Inflazione si o inflazione no?! Pare che nelle ultime settimane i mercati finanziari si siano impantanati proprio su questa domanda; i mercati azionari paiono aver esaurito il bear market rally innescato da un rientro dell'avversione al rischio e le parti lunghe delle curve dei rendimenti hanno sofferto dell'incertezza riguardante anche gli ultimi dati sull'inflazione statunitense. E proprio riguardo l'inflazione Usa molti economisti paiono schierarsi a favore dell'ipotesi che il dato reale dell'inflazione americana dovrebbe essere decisamente superiore ai dati ufficiali che risentono di distorsioni di calcolo statistico.
Negli ultimi mesi un contributo significativo ai timori inflazionistici lo hanno dato i rialzi delle materie prime, in particolare i prezzi degli energetici e degli alimentari.
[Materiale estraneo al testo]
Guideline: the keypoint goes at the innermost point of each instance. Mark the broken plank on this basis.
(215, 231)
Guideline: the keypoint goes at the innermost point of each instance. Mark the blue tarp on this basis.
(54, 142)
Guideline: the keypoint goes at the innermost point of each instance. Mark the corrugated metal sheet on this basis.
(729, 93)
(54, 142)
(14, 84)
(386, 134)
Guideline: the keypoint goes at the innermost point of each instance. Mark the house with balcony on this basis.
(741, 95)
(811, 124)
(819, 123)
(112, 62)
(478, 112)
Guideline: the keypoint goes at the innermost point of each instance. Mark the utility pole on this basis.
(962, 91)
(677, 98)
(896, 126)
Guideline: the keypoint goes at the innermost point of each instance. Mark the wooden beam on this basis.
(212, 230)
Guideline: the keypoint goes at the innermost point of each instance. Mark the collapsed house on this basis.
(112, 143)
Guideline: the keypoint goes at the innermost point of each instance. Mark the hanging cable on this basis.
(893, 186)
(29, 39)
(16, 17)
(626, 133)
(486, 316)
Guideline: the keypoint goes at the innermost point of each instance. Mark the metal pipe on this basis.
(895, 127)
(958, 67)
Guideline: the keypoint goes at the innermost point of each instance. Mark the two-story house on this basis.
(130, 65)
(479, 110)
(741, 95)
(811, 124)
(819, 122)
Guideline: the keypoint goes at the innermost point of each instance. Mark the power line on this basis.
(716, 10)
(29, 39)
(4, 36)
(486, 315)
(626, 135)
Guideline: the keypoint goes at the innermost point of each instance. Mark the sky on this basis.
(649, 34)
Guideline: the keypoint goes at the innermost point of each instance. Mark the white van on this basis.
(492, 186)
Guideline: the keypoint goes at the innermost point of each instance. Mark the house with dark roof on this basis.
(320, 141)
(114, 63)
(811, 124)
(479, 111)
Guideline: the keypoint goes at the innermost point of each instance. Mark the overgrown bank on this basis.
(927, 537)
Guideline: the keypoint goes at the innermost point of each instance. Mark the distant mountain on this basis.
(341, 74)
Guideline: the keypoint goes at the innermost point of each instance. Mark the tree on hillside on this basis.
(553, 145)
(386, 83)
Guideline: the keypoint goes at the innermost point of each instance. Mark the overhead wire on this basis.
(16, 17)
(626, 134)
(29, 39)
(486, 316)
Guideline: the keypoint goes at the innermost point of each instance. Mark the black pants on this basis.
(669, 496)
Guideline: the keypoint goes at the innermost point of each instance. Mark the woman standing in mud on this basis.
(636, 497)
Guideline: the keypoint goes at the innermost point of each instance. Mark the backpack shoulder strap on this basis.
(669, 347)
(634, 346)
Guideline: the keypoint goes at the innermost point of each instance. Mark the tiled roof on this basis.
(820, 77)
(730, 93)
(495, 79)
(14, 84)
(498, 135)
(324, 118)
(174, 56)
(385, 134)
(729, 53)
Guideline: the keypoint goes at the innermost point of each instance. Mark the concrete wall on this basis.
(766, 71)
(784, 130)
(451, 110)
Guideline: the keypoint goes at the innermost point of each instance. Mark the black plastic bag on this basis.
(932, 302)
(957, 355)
Tuttavia appare curioso come per esempio, proprio in Usa una buona parte della responsabilità dell'inflazione sia dovuta ad un "colpevole" al di sopra di ogni sospetto: il dollaro, come si vede dal grafico 1. La svalutazione del biglietto verde ha "importato inflazione".
Altri fattori potenzialmente scatenanti dell'inflazione sono rappresentati, come noto, dal costo del lavoro e dal grado di apertura di un'economia.
Sul primo aspetto la situazione è abbastanza confortante come si può vedere nel grafico 2 in alto.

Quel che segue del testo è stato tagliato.